Most seniors want to remain in their own homes, independent and free of the constraints and financial burdens of an assisted living facility or nursing home. The hazards of the kitchen do not need to force seniors to give up their independence. Simple precautions can be taken to help reduce the risks found in the kitchen.
Safety Precautions in the Kitchen
Start with Illumination – all work areas in the kitchen should have ample lighting. Consider adding under cabinet lights to add additional lighting to prep and cooking surfaces.
Clutter-free – eliminate the excess in the kitchen. Keep surfaces clear, especially the floor. Falls are the leading cause of injury deaths for seniors over 65, and clutter on the floor creates a high-risk situation.
Clean up Spills – any spill should be wiped up immediately to prevent a possible fall or slip. Staying on top of little messes will make your kitchen a much safer place, especially for seniors with limited mobility, or those who use a cane, walker, or wheelchair.
Store Heavy Items Below Waist Level - you have much less control of an object when you have to reach up to it. Avoid the risk of a falling appliance by storing them on lower shelves.

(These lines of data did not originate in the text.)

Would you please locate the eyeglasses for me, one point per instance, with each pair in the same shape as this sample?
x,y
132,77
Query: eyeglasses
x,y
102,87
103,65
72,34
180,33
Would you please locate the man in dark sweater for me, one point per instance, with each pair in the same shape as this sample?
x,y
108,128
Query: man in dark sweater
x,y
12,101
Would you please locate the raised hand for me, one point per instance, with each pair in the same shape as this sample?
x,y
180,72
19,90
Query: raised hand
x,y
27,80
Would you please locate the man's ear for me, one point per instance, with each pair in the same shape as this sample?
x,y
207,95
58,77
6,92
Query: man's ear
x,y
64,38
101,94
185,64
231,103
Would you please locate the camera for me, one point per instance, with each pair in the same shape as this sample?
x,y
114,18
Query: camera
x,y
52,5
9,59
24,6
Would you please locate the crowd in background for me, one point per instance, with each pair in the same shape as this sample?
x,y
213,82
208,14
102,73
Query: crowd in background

Countertop Appliances – Store your most frequently used appliances (like a coffee maker) on the countertop. Especially heavy appliances, like a stand mixer (if used frequently), are much safer if stored on the counter. However, all appliances should be unplugged while not in use.
Properly Store Knives – all knives should be stored in a block, to avoid accidental cuts. If you or someone in your home is suffering from a cognitive disease, like dementia, you may consider the safety precaution of storing knives in a locked drawer.
Always Close Cabinet Doors – a simple as it sounds; being diligent about closing cabinet doors can greatly reduce injuries sustained in the kitchen. Even when unloading the dishwasher, always close the cabinet doors.
Don’t Store Chemicals or Cleaning Products in the Kitchen – keeping chemicals separate from food items helps decrease the chances of accidental poisoning.
Turn Pot Handles Inward – while cooking on the stovetop, ensure that all of the pot handles are positioned inward, toward the back of the stovetop. This helps decrease the chances of a pot being pulled off the stove - spilling the boiling contents.
Don’t Wear Loose Clothes While Cooking – loose clothes can catch on cabinet hardware, pull a pot off the stove, or even catch fire over an open flame. Properly fitted clothing is highly recommended.